Uh, and, uh, to us that don't your research, it looks like socks might be a little bit ahead of themselves.

So that's kind of high level, you know, wait for a pullback potentially by a dip.

Maybe we get a dip around election uncertainty, maybe it's a geopolitical threat.

Uh We'll have to see but that, that's our, our first message in terms of the, uh, you know, the Trump trade, which is certainly getting a lot of, uh, attention today.

Uh, certainly it makes sense for the, uh, for the energy sector to do.

Well, it makes sense for defense, uh, to do.

Well, that's another one makes sense for the dollar to rally.

Right.

It makes sense for yields to go up and the yield curve to steepen.

We're talking about tariffs and we're talking about deregulation, the banks certainly, uh getting a little bit of a lift from that Trump rate.

So you guys are talking, I think about all the right things.

Uh those are certainly areas investors can look at.

Um, if they want to try to position around a potential Trump victory.

When you talk about patience though, Jeff, I think it's important to point out and this is something you pointed out in a recent note that people should stay invested.

In other words, just because you don't necessarily like one candidate or the other is not a reason to pull out of the market because you think there's going to be a pullback.

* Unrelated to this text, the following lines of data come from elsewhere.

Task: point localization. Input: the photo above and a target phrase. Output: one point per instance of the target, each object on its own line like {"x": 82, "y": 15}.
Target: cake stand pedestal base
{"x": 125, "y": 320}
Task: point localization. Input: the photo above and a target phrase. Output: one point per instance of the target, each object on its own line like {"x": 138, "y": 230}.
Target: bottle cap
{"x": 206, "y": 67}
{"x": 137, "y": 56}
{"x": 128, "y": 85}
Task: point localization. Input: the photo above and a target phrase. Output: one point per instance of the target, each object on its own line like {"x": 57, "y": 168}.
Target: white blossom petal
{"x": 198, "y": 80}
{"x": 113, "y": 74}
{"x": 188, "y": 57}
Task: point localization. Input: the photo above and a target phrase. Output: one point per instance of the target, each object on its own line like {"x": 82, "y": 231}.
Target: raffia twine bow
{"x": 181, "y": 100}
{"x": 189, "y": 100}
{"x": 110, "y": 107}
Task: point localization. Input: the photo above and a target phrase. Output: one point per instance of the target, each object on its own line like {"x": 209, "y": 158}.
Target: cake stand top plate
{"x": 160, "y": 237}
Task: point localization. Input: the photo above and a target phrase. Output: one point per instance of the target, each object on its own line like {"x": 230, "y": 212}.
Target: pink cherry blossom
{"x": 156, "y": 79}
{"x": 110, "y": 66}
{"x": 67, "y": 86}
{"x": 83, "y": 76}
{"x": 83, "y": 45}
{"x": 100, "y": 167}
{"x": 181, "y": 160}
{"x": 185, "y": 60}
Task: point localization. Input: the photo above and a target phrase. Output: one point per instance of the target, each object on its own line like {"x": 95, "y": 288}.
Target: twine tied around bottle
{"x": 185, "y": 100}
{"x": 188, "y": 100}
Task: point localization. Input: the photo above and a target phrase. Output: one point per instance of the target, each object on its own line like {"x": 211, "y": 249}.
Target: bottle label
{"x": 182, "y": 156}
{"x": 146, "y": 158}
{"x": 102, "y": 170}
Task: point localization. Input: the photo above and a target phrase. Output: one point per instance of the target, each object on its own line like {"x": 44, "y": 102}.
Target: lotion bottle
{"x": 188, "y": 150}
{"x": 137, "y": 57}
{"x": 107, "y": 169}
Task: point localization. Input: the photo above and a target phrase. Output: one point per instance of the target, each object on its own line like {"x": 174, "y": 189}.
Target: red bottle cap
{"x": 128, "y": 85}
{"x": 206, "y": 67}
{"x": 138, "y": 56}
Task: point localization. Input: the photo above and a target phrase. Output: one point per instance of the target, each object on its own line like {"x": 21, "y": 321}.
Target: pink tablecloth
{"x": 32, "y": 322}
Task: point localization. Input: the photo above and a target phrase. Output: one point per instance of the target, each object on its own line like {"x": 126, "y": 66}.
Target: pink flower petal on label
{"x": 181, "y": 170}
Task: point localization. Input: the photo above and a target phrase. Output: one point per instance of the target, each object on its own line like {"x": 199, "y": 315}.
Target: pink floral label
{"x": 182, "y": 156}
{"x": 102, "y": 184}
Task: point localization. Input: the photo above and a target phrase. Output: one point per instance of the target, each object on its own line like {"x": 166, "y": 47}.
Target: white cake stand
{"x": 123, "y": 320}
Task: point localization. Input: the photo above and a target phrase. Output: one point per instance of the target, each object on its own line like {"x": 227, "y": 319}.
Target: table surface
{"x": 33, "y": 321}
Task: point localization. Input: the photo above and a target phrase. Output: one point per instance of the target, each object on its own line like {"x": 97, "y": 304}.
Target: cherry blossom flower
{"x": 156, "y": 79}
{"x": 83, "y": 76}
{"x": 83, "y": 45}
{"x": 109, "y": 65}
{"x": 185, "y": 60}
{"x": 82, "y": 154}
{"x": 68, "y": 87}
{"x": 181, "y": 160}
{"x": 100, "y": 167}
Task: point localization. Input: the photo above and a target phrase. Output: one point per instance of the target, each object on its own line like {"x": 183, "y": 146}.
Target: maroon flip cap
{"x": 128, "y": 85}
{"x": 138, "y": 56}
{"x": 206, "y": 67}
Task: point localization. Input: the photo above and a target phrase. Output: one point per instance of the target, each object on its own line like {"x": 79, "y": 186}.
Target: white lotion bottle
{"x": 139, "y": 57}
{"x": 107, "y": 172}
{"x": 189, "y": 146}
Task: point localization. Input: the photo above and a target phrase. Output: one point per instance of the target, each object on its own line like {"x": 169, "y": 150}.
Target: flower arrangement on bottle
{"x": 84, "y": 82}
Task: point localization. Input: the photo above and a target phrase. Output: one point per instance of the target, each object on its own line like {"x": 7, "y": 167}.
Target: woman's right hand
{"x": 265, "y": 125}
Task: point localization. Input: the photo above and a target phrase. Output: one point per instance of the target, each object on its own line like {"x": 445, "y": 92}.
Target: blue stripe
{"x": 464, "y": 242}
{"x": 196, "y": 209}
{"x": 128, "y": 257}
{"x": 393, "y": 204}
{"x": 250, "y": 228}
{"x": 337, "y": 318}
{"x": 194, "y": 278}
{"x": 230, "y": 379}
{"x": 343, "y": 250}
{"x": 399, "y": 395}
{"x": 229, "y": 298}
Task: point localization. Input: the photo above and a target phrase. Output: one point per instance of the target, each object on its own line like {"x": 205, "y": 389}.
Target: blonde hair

And you had a chart that showed if you hadn't, if you had stayed unvested during say Democratic administrations or Republican administrations, you would have missed out on an awful lot of market upside.

Yeah.

That's right.

That's, uh, from our mid year outlook that we recently published, uh, certainly staying invested over the long term makes sense.

You know, even though we have thought for a while, that stocks were a little bit expensive.

Uh We have remained fully invested, that's been our recommendation.

Uh We're neutral on equities and uh it really takes a lot to move us much off of that.

Uh The uh the numbers here are very compelling in terms of staying invested.

So certainly there were some Democrats that missed out on gains during the Trump presidency before.

There's certainly uh the opposite as well.

So, um yeah, staying invested, the stock market goes up, something like 78% of the time staying invested over the long haul makes a lot of sense.

You're very, uh it's very unlikely that you're gonna get declines over any meaningful period of time.

Jeff, did I hear you just say you were, you were neutral on equities?

That's right.

Yeah.

Why is that?

Why is that Jeff?

Sure.

Well, first, um you know, the earnings environment is pretty good.

Um We're probably gonna get a double digit earnings growth number in the second quarter in the first quarter when, uh I'm sorry, the second quarter when the numbers are all in uh over the next uh five or six weeks.

Uh So that's one second.

Um We use technical analysis as an important part of our process and the momentum is certainly very, very strong and that suggests uh staying with this market and then, you know, we are about ready to get to a fed rate cut.

And um you know, if the economy holds up, it's slowing.

But if it holds up, uh, there's a good chance that, you know, we see some more gains here, uh, over the next several months.

Despite the fact that markets tend to pull back in the second half, whether it's an election year or not, whether it's a good year or not, you do tend to see somewhere around, let's call it 7 to 10% drawdowns in most years.